Every company fails security 100% of the time!
What we have found interesting is that we find an issue or issues that need immediate remediation 100% of the time. Think about that for a minute. Every single time for every single client they fail. This is not something the company wants to deal with, it is very frightening to them, and they certainly do not want to boast about it to others.
Often times we have already remediated issues in real-time as we are monitoring their security, but many times it takes working with the company management to determine what they want to do. As an example, if we find a company computer suddenly is trying to broadcast malicious content out through the company’s internet connection, we will be immediately notified, shut-down and ‘clean’ the identified computer. We certainly do not want to wait until the end of the month to address the issue.
Other issues are more dependent on what the company management team wants to do. During our initial monthly review of the report, there are often issues related to how employees are using company systems. For example, employees are accessing inappropriate websites, usage of social media sites such as YouTube, Facebook and Pandora are excessive and saturating internet bandwidth. We also see attempts to access the company network from other countries, such as China, Romania, North Korea, etc.

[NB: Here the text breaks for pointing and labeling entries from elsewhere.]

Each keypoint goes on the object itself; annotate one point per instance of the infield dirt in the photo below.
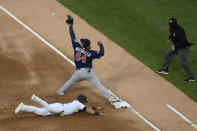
(28, 66)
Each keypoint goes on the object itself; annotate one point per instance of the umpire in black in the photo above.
(180, 47)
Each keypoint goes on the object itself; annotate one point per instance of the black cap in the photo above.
(82, 98)
(86, 42)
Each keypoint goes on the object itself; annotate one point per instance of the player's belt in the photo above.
(83, 68)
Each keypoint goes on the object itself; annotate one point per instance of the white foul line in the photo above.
(60, 53)
(178, 113)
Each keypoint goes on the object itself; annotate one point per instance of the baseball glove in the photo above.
(69, 20)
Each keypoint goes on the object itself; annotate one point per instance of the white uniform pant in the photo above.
(89, 75)
(48, 109)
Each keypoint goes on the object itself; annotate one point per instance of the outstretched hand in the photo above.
(69, 20)
(99, 42)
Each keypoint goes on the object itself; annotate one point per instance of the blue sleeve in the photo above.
(73, 37)
(98, 54)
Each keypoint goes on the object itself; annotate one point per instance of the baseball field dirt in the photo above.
(28, 66)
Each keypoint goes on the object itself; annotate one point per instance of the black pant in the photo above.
(182, 53)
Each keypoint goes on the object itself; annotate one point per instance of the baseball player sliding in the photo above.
(58, 108)
(83, 57)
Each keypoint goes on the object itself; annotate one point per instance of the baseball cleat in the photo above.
(162, 71)
(61, 93)
(115, 100)
(33, 97)
(19, 108)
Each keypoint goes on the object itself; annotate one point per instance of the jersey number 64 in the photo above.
(78, 57)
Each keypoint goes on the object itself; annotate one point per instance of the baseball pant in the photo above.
(182, 53)
(48, 109)
(89, 75)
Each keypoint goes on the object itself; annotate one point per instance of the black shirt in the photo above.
(177, 35)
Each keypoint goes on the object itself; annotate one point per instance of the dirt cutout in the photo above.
(29, 66)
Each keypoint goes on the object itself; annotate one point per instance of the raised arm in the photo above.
(69, 21)
(72, 35)
(98, 54)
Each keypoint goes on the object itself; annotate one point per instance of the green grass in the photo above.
(140, 27)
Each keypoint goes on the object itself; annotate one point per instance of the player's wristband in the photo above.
(94, 108)
(96, 113)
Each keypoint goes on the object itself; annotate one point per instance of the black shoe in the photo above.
(190, 79)
(162, 71)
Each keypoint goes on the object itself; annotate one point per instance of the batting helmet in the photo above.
(85, 42)
(172, 22)
(82, 98)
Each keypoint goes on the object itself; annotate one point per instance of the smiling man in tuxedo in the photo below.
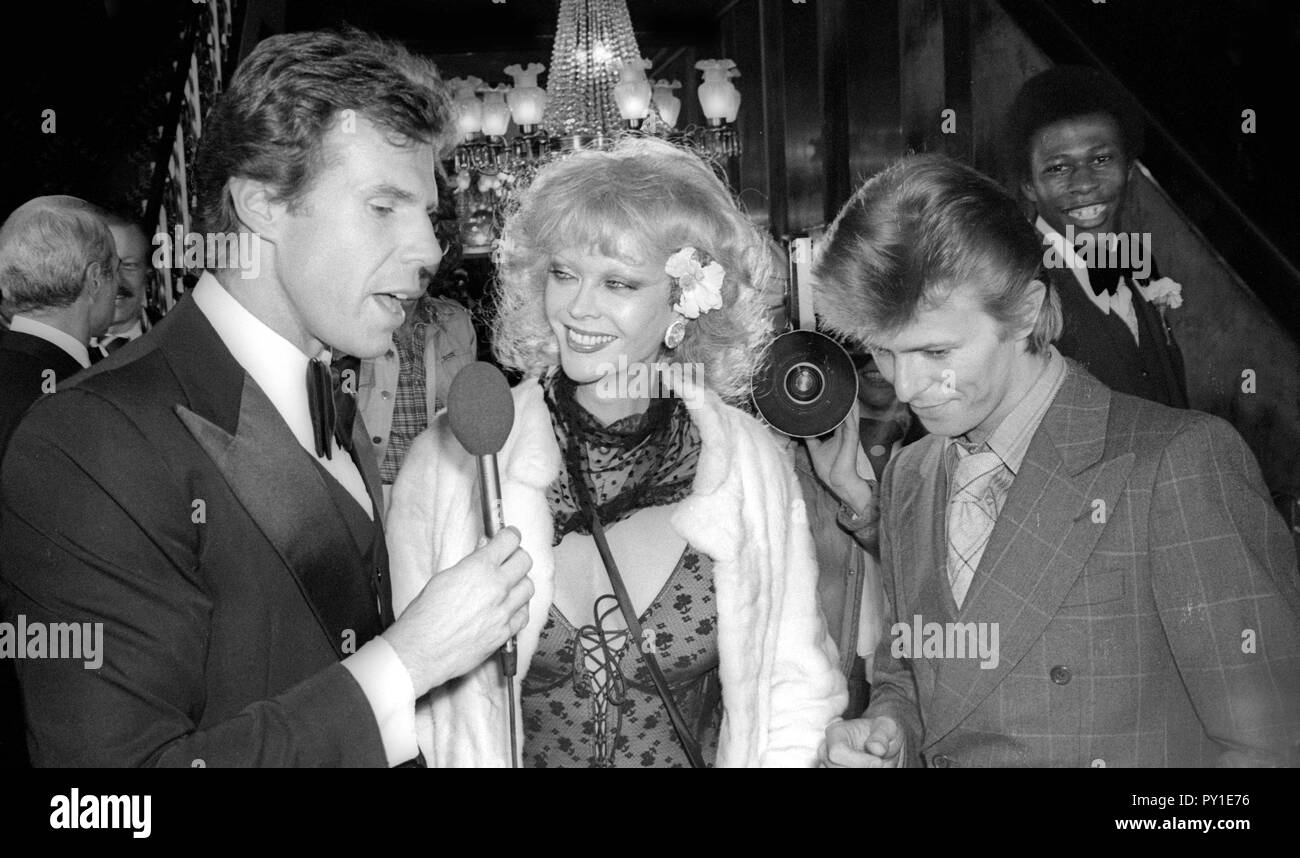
(1071, 138)
(1123, 557)
(211, 498)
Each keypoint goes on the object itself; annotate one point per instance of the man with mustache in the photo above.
(1140, 584)
(131, 315)
(1071, 139)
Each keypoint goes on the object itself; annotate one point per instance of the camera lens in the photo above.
(805, 382)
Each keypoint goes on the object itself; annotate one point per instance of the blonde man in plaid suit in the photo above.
(1074, 576)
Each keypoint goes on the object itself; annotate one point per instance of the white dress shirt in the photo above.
(1122, 302)
(280, 369)
(51, 334)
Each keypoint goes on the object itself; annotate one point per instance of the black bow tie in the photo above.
(1105, 280)
(332, 399)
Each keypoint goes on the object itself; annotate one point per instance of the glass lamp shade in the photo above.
(633, 98)
(715, 98)
(527, 104)
(667, 104)
(469, 116)
(527, 100)
(469, 111)
(632, 94)
(715, 92)
(495, 112)
(733, 104)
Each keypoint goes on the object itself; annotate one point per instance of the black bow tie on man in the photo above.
(1106, 280)
(332, 399)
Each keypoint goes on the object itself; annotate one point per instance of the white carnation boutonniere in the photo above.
(1162, 294)
(698, 278)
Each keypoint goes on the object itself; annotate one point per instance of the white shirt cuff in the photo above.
(386, 685)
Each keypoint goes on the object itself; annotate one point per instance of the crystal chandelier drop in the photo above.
(593, 40)
(597, 91)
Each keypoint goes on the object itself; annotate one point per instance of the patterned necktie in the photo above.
(971, 515)
(878, 438)
(332, 399)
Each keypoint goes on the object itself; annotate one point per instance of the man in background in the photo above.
(1071, 139)
(131, 313)
(57, 278)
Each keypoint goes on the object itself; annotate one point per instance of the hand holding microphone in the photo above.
(480, 603)
(481, 414)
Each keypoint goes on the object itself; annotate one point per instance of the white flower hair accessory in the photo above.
(698, 278)
(1164, 293)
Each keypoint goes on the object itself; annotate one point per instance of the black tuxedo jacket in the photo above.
(1151, 368)
(163, 495)
(24, 363)
(24, 360)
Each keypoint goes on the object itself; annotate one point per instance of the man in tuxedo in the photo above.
(59, 273)
(207, 494)
(57, 277)
(1071, 139)
(1075, 576)
(131, 316)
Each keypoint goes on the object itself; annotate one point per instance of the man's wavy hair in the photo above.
(290, 91)
(921, 228)
(641, 200)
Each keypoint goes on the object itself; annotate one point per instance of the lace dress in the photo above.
(588, 698)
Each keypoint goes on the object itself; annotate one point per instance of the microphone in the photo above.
(481, 414)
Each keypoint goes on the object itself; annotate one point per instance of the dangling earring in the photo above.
(675, 334)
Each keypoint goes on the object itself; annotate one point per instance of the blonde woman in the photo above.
(631, 298)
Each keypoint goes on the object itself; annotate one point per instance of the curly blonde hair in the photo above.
(640, 200)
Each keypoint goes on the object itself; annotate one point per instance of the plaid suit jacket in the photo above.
(1143, 588)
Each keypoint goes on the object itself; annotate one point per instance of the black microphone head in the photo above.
(480, 408)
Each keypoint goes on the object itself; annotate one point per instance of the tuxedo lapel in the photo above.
(1158, 339)
(276, 481)
(1053, 516)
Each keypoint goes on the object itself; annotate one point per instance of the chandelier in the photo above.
(597, 91)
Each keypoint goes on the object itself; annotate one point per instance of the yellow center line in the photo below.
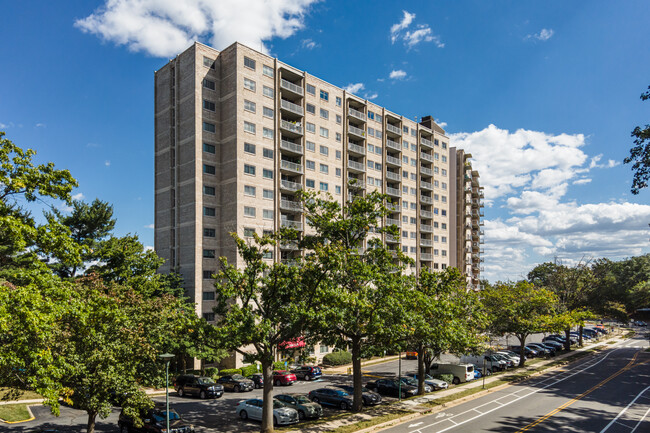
(584, 394)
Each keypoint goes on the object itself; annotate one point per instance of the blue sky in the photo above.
(543, 94)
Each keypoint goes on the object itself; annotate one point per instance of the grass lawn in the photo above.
(14, 412)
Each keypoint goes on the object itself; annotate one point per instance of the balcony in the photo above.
(393, 176)
(291, 87)
(393, 192)
(358, 167)
(393, 161)
(288, 185)
(291, 205)
(290, 147)
(393, 145)
(356, 131)
(394, 129)
(356, 114)
(293, 127)
(297, 225)
(291, 107)
(290, 166)
(355, 148)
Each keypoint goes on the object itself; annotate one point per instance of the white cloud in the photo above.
(164, 28)
(543, 35)
(354, 88)
(421, 33)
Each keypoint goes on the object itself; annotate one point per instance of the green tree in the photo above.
(520, 309)
(364, 294)
(640, 154)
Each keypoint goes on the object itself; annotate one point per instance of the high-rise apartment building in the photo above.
(237, 133)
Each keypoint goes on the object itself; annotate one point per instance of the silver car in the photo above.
(253, 409)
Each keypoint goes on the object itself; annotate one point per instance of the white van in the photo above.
(461, 372)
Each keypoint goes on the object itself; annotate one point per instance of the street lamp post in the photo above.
(166, 357)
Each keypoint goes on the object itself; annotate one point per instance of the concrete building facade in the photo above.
(237, 133)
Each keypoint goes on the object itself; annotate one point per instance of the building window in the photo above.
(249, 127)
(249, 190)
(249, 84)
(249, 148)
(209, 84)
(209, 105)
(249, 63)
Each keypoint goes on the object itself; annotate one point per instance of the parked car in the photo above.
(436, 384)
(307, 372)
(332, 397)
(370, 398)
(282, 377)
(300, 402)
(392, 387)
(252, 409)
(202, 387)
(236, 383)
(258, 380)
(154, 421)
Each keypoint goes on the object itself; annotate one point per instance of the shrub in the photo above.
(337, 358)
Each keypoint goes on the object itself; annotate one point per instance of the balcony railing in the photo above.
(290, 86)
(291, 147)
(291, 166)
(358, 114)
(293, 127)
(290, 106)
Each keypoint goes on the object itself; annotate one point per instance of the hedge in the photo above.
(337, 358)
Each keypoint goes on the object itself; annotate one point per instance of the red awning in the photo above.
(293, 344)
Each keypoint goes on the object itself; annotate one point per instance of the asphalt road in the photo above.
(606, 393)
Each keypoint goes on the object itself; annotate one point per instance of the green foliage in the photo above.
(337, 358)
(640, 154)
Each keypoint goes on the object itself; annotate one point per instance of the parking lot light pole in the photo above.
(166, 357)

In these cases, the company management almost always is shocked and says “We don’t do business with those countries! Why are they trying to access our information!?”.
This is an example where we need to have a discussion with management to confirm what is legitimate and what is not. Using our service, we can block websites and countries permanently and selectively, or the company may want to write and issue an Information Security Policy that states what the company policies are for appropriate use. In the latter case, the issue is handled through policy and not technology.
You can’t address what you can’t see
In all these cases, the primary issue is that companies without proper security in place are in a state of being blissfully ignorant. They do not see anything going on so they assume everything is good. Once we shine a light on security, their eyes are wide open because they can now see what is actually happening. Having the information allows us, working with the company, to address and remediate issues.
The larger implication is companies without proper security are playing with fire. While some issues are not extremely damaging, it is only a matter of time when a malicious event becomes a major security incident the company must respond to. Imagine you are a health provider, law firm or any company (since every company has sensitive and private information) and find you have a breach and private information has been leaking out of the company. The status just went from green to red, requiring significant and immediate effort from many different people – the incident response plan.
The point is, in today’s world, it is better to know and have a planned response than to continue to be in the dark. We know 100% of companies we work with will have issues to address, we also know most companies continue to operate in the dark believing it won’t happen to them. As scary and uncomfortable as it may be, I would certainly rather operate from a position of knowing rather than taking the chance and hoping nothing will happen. After all, we know from actual data, ‘nothing will happen’ actually never happens.